At dinner at the home of one of her wealthy white classmates, Lynn (Callina Liang), a high-achieving Asian American high school student, finds out why she’s really there. Her classmate’s parents want her to help their son get into Columbia University, in whatever way is necessary. It’s quite the loaded setup in “Bad Genius,” a film that arrives a year after affirmative action in college admissions ended via a lawsuit in which, some argued, Asian Americans were used to advance a white conservative agenda.

That thorny element of racial politics is the bold new ingredient in a remake of a hit Thai movie from 2017. This version, directed by J.C. Lee, is otherwise faithful to the original, following Lynn, a scholarship student at a prestigious high school who resorts to running a cheating ring to pay for college. For her big score, she enlists the help of Bank (Jabari Banks), a scholarship student whose parents are Nigerian immigrants.
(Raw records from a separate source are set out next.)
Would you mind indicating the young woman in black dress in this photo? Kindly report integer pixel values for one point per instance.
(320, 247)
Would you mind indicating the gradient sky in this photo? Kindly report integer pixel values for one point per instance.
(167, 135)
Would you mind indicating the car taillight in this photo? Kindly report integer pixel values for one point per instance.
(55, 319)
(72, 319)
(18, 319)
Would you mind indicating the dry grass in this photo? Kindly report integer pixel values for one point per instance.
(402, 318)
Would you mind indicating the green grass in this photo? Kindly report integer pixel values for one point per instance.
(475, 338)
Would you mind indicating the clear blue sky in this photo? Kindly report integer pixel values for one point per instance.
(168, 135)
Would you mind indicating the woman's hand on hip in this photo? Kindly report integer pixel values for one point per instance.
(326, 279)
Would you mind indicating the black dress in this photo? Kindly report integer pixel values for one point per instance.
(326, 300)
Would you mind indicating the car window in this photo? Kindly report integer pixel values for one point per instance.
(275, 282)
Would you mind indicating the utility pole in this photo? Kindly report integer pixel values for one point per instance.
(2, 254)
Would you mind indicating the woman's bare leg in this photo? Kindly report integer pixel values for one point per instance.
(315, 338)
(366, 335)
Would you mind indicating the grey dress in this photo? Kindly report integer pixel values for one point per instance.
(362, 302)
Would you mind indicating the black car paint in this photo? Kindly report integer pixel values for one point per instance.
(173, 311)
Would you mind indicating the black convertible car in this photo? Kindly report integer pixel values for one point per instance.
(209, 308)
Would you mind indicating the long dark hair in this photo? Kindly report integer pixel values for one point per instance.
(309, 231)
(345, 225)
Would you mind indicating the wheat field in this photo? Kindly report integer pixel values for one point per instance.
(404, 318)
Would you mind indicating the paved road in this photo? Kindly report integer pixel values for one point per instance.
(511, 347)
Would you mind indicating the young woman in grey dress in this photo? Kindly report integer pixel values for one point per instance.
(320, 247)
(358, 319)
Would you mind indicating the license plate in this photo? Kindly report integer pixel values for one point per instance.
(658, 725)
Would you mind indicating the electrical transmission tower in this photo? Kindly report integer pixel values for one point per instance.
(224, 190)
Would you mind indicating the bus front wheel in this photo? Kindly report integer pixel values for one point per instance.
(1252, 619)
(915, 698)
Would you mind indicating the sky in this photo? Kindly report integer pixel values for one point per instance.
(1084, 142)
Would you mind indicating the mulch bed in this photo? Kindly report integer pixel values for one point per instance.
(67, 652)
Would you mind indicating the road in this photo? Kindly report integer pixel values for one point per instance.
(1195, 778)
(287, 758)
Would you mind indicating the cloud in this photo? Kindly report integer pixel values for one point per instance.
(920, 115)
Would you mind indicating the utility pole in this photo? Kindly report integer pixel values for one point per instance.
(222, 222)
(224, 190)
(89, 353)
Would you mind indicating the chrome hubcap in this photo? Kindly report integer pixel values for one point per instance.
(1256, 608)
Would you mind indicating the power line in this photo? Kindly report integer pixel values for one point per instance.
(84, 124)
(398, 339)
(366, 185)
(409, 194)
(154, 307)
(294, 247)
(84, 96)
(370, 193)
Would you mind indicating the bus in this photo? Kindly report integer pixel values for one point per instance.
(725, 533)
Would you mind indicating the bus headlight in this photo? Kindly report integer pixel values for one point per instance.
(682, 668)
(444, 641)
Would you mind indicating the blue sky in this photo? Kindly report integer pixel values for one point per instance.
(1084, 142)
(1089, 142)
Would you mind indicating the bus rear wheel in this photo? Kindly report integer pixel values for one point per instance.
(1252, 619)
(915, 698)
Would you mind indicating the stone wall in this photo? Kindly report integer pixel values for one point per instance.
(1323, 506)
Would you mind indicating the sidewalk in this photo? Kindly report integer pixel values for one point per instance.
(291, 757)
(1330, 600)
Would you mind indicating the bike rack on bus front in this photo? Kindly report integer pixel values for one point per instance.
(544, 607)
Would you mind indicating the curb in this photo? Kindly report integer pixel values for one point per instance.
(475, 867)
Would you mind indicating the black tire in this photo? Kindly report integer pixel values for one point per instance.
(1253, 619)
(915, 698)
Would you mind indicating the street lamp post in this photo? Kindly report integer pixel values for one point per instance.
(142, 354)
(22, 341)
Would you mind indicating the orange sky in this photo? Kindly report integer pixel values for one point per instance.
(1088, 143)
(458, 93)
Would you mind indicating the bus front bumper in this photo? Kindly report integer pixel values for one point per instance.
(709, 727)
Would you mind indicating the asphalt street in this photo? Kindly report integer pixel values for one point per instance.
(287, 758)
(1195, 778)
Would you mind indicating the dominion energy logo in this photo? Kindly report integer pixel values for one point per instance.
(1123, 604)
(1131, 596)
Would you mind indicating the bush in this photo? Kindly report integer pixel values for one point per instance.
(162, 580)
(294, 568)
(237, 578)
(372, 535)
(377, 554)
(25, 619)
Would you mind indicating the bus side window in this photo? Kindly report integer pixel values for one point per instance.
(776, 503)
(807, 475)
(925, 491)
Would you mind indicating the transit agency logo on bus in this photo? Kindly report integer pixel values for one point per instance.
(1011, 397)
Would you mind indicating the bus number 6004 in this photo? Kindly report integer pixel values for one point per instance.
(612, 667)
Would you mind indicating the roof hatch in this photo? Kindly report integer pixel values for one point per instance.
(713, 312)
In practice, “Bad Genius” doesn’t actually have the political bite to back its bark. For all of its declarations meant to be scathing indictments of a rigged system, it is glaringly resistant to ever saying the word “white.” Nor does its young cast have the dramatic poise to elevate the script. Benedict Wong, as Lynn’s father, is an underused bright spot.

Despite the film’s aims at spiky commentary, the class rebellion mostly serves as the thin wrapping to, at best, a middling heist movie that loses some of the punchy tension of the original’s getaway sequences. At its worst, it’s no more than a teenage soap opera.

Bad Genius
Not Rated. Running time: 1 hour 36 minutes. In theaters.